Mais de 175 testemunhas prestarão depoimento durante o julgamento, que pode se prolongar por mais de dois meses.

Acusações - Scilingo, que atuou entre 1976 e 1977 na ESMA (Escola de Mecânica da Armada), um dos piores centros de tortura de clandestinos do regime militar, com a patente de tenente de corveta, é objeto de uma acusação de 30 assassinatos, 93 lesões corporais, 255 ações terroristas e 286 torturas. O ex-oficial, se condenado, pode pegar até 6.626 anos de prisão.

Em março de 1995, quase 20 anos depois do golpe militar, Scilingo confessou publicamente ter participado dos 'vôos da morte', durante os quais foram atirados vivos ao mar entre 1,5 mil e dois mil presos políticos. "Abríamos a porta do avião e atirávamos os prisioneiros nus ao mar, um de cada vez", explicou Scilingo ao jornalista argentino Horacio Verbistky.

Passaram pela ESMA cinco mil dos 30 mil desaparecidos durante a ditadura militar. Apenas uma centena sobreviveram às sessões de tortura, sendo que alguns destes sobreviventes prestarão depoimento em Madri. Em outubro de 1997, o próprio Scilingo, que tinha viajado à Espanha a convite de um programa de televisão, chegou a confessar sua participação na repressão.

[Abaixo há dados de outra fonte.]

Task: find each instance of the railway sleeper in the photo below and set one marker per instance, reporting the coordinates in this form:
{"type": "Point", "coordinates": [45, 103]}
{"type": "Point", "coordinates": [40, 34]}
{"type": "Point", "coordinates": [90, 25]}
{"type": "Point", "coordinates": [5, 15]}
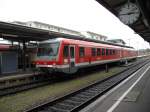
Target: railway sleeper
{"type": "Point", "coordinates": [73, 103]}
{"type": "Point", "coordinates": [63, 106]}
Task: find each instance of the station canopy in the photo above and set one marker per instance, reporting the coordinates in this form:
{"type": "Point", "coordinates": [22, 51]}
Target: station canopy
{"type": "Point", "coordinates": [141, 25]}
{"type": "Point", "coordinates": [22, 33]}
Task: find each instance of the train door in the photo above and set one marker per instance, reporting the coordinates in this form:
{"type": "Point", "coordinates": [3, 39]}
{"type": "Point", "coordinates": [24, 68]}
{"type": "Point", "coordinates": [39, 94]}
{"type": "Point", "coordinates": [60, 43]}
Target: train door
{"type": "Point", "coordinates": [72, 56]}
{"type": "Point", "coordinates": [72, 67]}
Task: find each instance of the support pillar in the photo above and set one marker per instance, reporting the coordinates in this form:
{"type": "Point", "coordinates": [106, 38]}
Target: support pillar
{"type": "Point", "coordinates": [106, 68]}
{"type": "Point", "coordinates": [24, 56]}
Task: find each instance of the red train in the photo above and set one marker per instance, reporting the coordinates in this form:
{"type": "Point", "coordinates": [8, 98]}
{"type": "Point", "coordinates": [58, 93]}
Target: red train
{"type": "Point", "coordinates": [68, 55]}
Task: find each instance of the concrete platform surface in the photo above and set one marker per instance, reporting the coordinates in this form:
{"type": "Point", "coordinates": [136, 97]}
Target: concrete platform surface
{"type": "Point", "coordinates": [132, 95]}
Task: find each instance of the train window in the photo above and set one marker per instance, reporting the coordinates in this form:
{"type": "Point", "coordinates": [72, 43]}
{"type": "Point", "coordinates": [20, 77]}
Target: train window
{"type": "Point", "coordinates": [107, 52]}
{"type": "Point", "coordinates": [98, 52]}
{"type": "Point", "coordinates": [66, 51]}
{"type": "Point", "coordinates": [93, 51]}
{"type": "Point", "coordinates": [81, 51]}
{"type": "Point", "coordinates": [111, 52]}
{"type": "Point", "coordinates": [72, 52]}
{"type": "Point", "coordinates": [103, 51]}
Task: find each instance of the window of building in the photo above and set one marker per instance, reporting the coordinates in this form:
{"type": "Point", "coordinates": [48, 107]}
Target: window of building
{"type": "Point", "coordinates": [66, 51]}
{"type": "Point", "coordinates": [93, 51]}
{"type": "Point", "coordinates": [98, 52]}
{"type": "Point", "coordinates": [103, 51]}
{"type": "Point", "coordinates": [81, 51]}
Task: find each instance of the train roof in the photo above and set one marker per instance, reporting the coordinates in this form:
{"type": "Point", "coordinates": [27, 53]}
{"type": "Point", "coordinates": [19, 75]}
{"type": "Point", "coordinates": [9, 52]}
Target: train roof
{"type": "Point", "coordinates": [87, 40]}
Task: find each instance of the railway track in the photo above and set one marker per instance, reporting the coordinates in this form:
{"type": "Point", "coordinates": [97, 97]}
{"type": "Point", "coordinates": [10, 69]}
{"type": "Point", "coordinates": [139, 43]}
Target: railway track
{"type": "Point", "coordinates": [79, 99]}
{"type": "Point", "coordinates": [9, 86]}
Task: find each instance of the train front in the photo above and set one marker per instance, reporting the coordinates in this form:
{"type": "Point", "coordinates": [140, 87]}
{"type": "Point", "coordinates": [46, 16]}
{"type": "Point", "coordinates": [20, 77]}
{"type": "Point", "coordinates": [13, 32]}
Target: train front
{"type": "Point", "coordinates": [47, 56]}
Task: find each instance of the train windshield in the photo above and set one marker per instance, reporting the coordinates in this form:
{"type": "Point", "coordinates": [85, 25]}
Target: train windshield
{"type": "Point", "coordinates": [48, 50]}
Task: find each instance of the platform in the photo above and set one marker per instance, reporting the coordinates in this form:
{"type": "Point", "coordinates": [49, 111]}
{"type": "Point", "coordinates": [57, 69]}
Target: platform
{"type": "Point", "coordinates": [132, 95]}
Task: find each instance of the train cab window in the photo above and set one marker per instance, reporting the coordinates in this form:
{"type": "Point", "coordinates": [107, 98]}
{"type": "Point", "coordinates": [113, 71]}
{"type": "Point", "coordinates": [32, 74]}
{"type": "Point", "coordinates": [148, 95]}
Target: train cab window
{"type": "Point", "coordinates": [107, 52]}
{"type": "Point", "coordinates": [66, 51]}
{"type": "Point", "coordinates": [81, 52]}
{"type": "Point", "coordinates": [93, 51]}
{"type": "Point", "coordinates": [103, 51]}
{"type": "Point", "coordinates": [98, 52]}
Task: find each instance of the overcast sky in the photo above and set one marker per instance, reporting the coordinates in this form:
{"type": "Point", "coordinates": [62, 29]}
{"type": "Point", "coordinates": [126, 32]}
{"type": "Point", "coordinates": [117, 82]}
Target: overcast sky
{"type": "Point", "coordinates": [80, 15]}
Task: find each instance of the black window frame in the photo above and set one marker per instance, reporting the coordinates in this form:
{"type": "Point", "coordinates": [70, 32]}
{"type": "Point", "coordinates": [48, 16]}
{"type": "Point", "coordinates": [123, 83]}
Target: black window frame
{"type": "Point", "coordinates": [81, 51]}
{"type": "Point", "coordinates": [93, 51]}
{"type": "Point", "coordinates": [67, 52]}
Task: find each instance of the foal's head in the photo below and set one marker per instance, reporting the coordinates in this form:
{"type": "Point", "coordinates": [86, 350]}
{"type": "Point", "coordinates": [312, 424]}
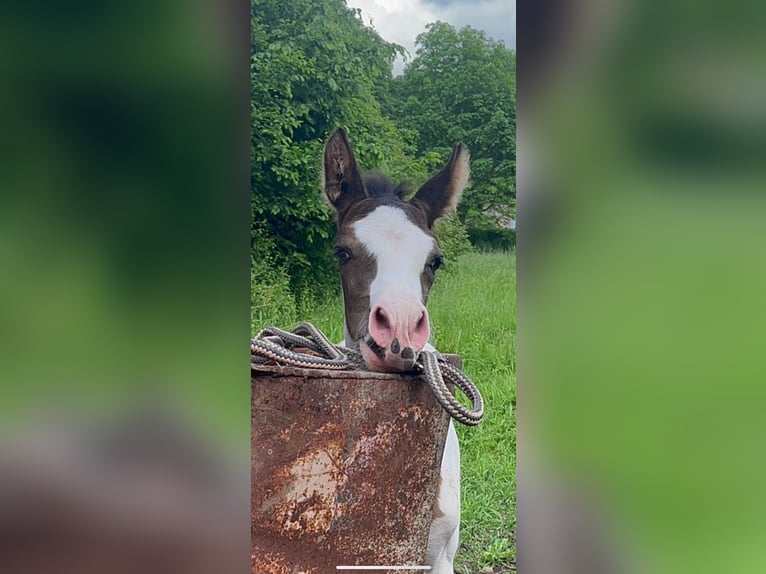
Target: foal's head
{"type": "Point", "coordinates": [387, 253]}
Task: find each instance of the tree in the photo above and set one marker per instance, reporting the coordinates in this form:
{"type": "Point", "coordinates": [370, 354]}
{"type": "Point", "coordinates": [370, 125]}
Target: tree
{"type": "Point", "coordinates": [314, 66]}
{"type": "Point", "coordinates": [461, 86]}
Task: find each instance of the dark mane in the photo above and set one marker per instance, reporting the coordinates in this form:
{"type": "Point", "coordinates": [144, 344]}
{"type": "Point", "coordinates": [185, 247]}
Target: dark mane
{"type": "Point", "coordinates": [378, 184]}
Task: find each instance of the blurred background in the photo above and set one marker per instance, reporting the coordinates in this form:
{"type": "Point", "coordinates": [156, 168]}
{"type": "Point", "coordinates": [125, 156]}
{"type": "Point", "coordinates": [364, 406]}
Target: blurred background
{"type": "Point", "coordinates": [641, 236]}
{"type": "Point", "coordinates": [123, 287]}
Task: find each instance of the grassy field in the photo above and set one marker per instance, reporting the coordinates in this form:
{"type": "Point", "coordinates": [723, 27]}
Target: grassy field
{"type": "Point", "coordinates": [473, 314]}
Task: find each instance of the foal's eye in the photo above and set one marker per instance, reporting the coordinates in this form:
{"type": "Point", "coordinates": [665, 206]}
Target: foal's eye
{"type": "Point", "coordinates": [342, 255]}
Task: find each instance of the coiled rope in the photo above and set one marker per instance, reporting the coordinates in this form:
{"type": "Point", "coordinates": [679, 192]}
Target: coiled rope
{"type": "Point", "coordinates": [278, 346]}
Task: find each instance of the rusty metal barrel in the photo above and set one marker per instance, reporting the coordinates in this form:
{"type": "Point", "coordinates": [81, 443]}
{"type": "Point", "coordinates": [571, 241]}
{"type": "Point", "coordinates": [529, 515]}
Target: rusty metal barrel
{"type": "Point", "coordinates": [345, 468]}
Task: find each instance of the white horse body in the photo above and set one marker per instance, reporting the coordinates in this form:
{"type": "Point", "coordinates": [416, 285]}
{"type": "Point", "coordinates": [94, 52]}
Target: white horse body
{"type": "Point", "coordinates": [388, 257]}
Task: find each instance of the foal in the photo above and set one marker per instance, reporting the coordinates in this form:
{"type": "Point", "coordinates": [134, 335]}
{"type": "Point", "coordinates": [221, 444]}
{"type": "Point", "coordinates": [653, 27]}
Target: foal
{"type": "Point", "coordinates": [388, 256]}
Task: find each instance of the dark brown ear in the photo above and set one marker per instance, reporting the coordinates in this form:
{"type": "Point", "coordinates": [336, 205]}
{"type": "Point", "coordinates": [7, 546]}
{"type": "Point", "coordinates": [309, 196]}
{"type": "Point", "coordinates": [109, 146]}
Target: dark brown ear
{"type": "Point", "coordinates": [341, 180]}
{"type": "Point", "coordinates": [440, 194]}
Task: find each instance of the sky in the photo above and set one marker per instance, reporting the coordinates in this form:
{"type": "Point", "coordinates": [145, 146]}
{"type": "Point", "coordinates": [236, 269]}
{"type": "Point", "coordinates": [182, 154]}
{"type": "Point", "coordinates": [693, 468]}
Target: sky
{"type": "Point", "coordinates": [400, 21]}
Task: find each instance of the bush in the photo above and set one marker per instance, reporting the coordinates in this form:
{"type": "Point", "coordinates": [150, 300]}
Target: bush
{"type": "Point", "coordinates": [486, 239]}
{"type": "Point", "coordinates": [454, 241]}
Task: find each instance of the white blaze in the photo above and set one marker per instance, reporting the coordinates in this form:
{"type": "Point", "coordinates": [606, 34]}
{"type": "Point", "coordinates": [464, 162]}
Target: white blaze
{"type": "Point", "coordinates": [400, 249]}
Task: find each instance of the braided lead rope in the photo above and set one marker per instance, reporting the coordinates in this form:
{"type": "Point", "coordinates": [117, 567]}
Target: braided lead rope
{"type": "Point", "coordinates": [433, 370]}
{"type": "Point", "coordinates": [272, 344]}
{"type": "Point", "coordinates": [276, 345]}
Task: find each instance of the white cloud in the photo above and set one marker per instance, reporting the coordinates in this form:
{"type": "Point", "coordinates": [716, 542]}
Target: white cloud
{"type": "Point", "coordinates": [400, 21]}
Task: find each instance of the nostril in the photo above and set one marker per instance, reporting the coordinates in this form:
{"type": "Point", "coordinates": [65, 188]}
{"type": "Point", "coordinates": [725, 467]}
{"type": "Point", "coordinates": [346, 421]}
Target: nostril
{"type": "Point", "coordinates": [381, 327]}
{"type": "Point", "coordinates": [381, 319]}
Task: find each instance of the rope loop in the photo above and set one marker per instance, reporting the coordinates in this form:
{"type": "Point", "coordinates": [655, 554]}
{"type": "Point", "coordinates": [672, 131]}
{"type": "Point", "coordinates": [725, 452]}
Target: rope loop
{"type": "Point", "coordinates": [275, 345]}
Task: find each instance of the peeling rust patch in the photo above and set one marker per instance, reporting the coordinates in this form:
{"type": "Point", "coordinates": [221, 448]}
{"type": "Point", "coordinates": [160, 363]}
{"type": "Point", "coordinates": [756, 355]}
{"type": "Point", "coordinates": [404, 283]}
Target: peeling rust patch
{"type": "Point", "coordinates": [344, 469]}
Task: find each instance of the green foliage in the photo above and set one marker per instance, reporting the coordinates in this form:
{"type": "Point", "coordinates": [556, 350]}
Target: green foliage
{"type": "Point", "coordinates": [492, 239]}
{"type": "Point", "coordinates": [454, 241]}
{"type": "Point", "coordinates": [461, 86]}
{"type": "Point", "coordinates": [473, 313]}
{"type": "Point", "coordinates": [314, 66]}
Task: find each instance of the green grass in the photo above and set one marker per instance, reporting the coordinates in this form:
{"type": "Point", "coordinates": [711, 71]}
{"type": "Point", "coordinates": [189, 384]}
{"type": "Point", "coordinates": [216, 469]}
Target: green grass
{"type": "Point", "coordinates": [473, 314]}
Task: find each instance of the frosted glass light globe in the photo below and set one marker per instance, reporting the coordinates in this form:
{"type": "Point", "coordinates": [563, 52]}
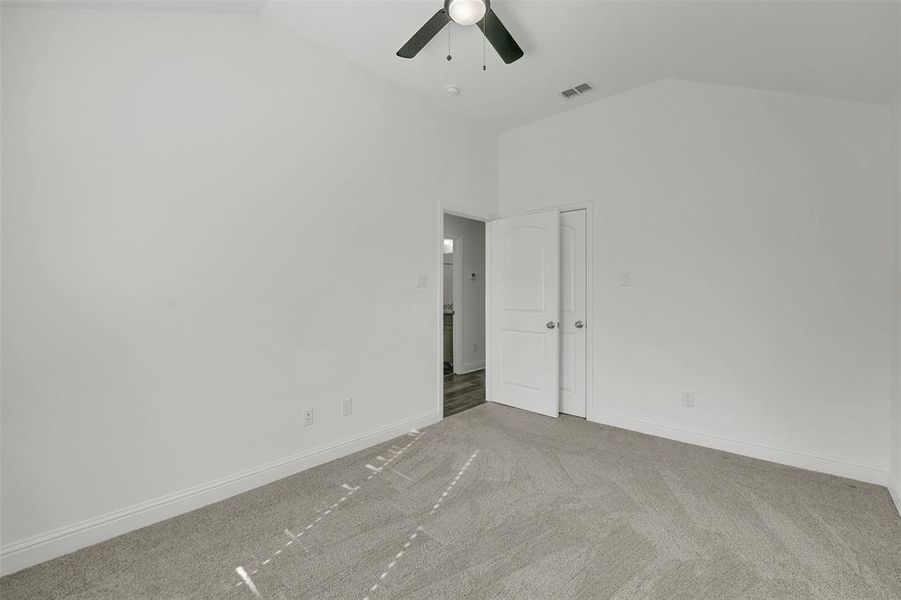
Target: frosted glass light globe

No entanto, em 4 de novembro de 1999, o ex-capitão arrependido desmentiu suas declarações ante o magistrado Baltasar Garzón, que em 1998 havia proibido Scilingo de deixar o território espanhol. Em julho de 2001, Garzón decretou sua prisão incondicional para evitar que fugisse.

Foram interpostos vários recursos, sob o argumento de que a justiça espanhola não tinha competência para julgar crimes cometidos fora da Espanha. Garzón sempre citou o artigo 23.4 da LOPJ (Lei Orgânica do Poder Judicial), que reconhece a competência espanhola para investigar 'atos cometidos por espanhóis ou por estrangeiros fora do território nacional (...) como crimes de genocídio ou terrorismo'.

O Supremo Tribunal espanhol autorizou em novembro de 2004 a Audiência Nacional, principal instância penal espanhola, a julgar Scilingo, após considerar que espanhóis foram vítimas dos crimes dos quais é acusado, e que ele não é objeto de qualquer ação judicial na Argentina.

Scilingo não foi o único repressor argentino a ser julgado no exterior, mas é o primeiro que assistirá pessoalmente a seu processo. O ex-capitão de fragata Alfredo Astiz, o 'anjo vermelho da morte', que também pertenceu à ESMA, foi condenado à revelia, em 1990, por um tribunal de Paris à prisão perpétua pelo seqüestro e desaparecimento das religiosas francesas Alice Domon e Léonie Duquet.